Trading was volatile Friday as an encouraging jobs report fell to the back burner and the market remained jittery after Thursday's nauseating freefall.
The Dow was down more than 50 points in afternoon trading, after swinging between positive and negative territory in the morning. The CBOE volatility index, widely considered the best gauge of fear in the market, topped 40 at one point, nearly double of where it ended last week.
At this rate, the Dow is on track for its worst weekly decline since March 2009.
Oil dropped below $75, while gold hovered near $1,200as investors flocked to it as a safe-haven play amid the market madness.
Despite an encouraging sign on the jobs front — nonfarm payrolls jumped by 290,000 in April, the fastest pace in four years — investors unwound their recovery plays, selling off technology, industrial and consumer-discretionary stocks.
Selling in techs accelerated following news that Nokia is suing Apple over patent infringements.
Financials had started the day higher but swung along with the market as investors tried to make sense of what happened and what it means going forward.
The market had been plodding along Thursday, worried about Greece and the spread of the European debt crisis. But as market pros were debating if this was the beginning of a correction, the riots in Greece exploded on live television and the bottom fell out of the market. Stocks went into a freefall, with the Dow down as much as 998.50 at one point, before recovering to end down just 350 points.
It's times like this that separate the men from the boys on Wall Street and market veteran Art Hogan of Jefferies said he sees a buying opportunity.

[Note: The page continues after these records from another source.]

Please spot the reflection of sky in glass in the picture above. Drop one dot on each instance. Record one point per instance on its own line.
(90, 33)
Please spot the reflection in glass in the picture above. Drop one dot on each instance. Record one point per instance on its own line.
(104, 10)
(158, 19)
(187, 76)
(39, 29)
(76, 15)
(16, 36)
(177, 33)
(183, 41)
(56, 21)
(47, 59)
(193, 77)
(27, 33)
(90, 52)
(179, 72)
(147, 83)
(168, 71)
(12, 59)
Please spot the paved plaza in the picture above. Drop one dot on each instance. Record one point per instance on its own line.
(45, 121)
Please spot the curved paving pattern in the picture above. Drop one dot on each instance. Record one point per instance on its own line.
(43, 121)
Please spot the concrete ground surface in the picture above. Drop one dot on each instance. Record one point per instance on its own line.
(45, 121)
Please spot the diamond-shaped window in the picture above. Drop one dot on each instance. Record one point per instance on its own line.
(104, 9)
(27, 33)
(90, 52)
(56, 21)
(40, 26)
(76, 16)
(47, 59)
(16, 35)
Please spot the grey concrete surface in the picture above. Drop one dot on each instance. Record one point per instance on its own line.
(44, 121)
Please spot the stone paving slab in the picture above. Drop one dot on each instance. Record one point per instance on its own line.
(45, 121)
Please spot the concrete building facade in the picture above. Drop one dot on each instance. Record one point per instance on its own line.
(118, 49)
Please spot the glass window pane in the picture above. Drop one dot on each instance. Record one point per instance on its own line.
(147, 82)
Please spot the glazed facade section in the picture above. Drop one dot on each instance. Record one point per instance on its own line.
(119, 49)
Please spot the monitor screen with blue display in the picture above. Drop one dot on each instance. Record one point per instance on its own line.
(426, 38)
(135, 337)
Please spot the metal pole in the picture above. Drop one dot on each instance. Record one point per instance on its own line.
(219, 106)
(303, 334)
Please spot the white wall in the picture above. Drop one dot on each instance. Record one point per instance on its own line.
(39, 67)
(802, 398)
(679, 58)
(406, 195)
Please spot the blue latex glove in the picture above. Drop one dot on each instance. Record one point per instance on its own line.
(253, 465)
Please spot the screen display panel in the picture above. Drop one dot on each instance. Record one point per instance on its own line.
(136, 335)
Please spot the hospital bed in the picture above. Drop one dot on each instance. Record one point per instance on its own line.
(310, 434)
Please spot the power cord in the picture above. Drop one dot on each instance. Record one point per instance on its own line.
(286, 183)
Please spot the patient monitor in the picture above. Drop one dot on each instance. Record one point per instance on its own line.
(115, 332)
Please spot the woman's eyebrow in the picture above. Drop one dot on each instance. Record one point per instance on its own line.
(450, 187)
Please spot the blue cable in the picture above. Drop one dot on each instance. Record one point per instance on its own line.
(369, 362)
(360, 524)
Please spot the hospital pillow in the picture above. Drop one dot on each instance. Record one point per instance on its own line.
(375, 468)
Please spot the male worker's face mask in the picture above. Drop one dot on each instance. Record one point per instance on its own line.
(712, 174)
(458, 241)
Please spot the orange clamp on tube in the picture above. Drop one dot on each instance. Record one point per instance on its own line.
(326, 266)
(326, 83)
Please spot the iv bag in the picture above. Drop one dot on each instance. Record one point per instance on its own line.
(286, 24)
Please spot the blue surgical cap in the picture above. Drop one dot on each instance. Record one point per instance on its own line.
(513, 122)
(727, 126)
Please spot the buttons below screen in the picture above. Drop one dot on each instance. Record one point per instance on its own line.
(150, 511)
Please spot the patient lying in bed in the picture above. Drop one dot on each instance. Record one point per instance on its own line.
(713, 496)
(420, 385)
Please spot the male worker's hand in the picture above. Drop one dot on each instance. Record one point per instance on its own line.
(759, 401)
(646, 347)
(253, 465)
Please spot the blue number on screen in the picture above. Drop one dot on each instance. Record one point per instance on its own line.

"Last week, if you look at the 50-day moving average of the S&P — 93% of companies were trading above their 50-day moving average. But coming in this morning, that's only 28%. In the last June/July selloff, that bottomed out at 25%, so we’re getting a very strong buy signalin valuations and the multiples are very, very attractive," Hogan said on CNBC this morning.
Investigators still don't know exactly what happened but there are suspicions about some "unusual trading activity," including the fact that a trader at a major firm — thought to be Citigroup — may have mistyped a trade as billioninstead of million, triggering all kinds of computerized trades that are programmed to sell when a stock hits a certain level. Some say the selloff was exacerbated by high-frequency, algorithmic trading.
Among the stocks that showed highly unusual trading in Thursday's selloff were Procter and Gamble, Accenture, 3M and Altria (Philip Morris) .
There are systems in place to slow — and even halt — trading when selloffs accelerate too fast on the New York Stock Exchange but as those slowdowns began, traders took advantage of the global trading system and went to other exchanges to place their orders.
The NYSE and Nasdaq engaged in a high-stakes blame game on CNBC this morning.
"Our systems function flawlessly," said Nasdaq CEO Bob Greifeld, citing the fact that Nasdaq-listed stocks Microsoft, Intel and Cisco had modest drops, while NYSE stocks like P&G and Accenture fell off the rails.
"We provided continuous market support for that period of time. The stocks over the NYSE did not enjoy that luxury," Greifeld said. The NYSE "basically walked away from the stock.
Well-known investor Jim Rogers piled on: "Somebody should hang this New York Stock Exchange!" Rogers said. "They claim to be the center of the world's capitalism, of the world's financial markets, you would think that in 2010 they could sort out simple things like electronics."
NYSE CEO Duncan Niederauer shot back that the cause of Thursday’s market meltdown was electronic trading, not a “fat finger” — the term some are using to describe a possible trader typo that placed a trade for "billions" instead of "millions."
“Let’s stop the fingerpointing and move the ball forward," Niederauer said. "We’re not walking away from this but let’s be constructive.”
The Nasdaq made public the list of trades cancelled because of the glitch.
And a congressional panel will probe Thursday's stunning selloff at a hearing next Tuesday.
Goldman Sachs shares rose amid a lively annual shareholder meeting: While CEO Lloyd Blankfein vowed to conduct a "comprehensive review of all of our business practices," shareholders gave him a flogging.
"Goldman Sachs has become a nest of nepotism," said famous shareholder-meeting character Evelyn Davies, berating Blankfein for hiring his two sons.
"If Hank [Paulson] had been here this would never have happened!" she charged.
"Lloyd, I demand you step down by Monday or I will have board remove you!" she said.
Alcoa was at the top of the Dow pack after BMO Capital upgraded the stock to "outperform" from "market perform."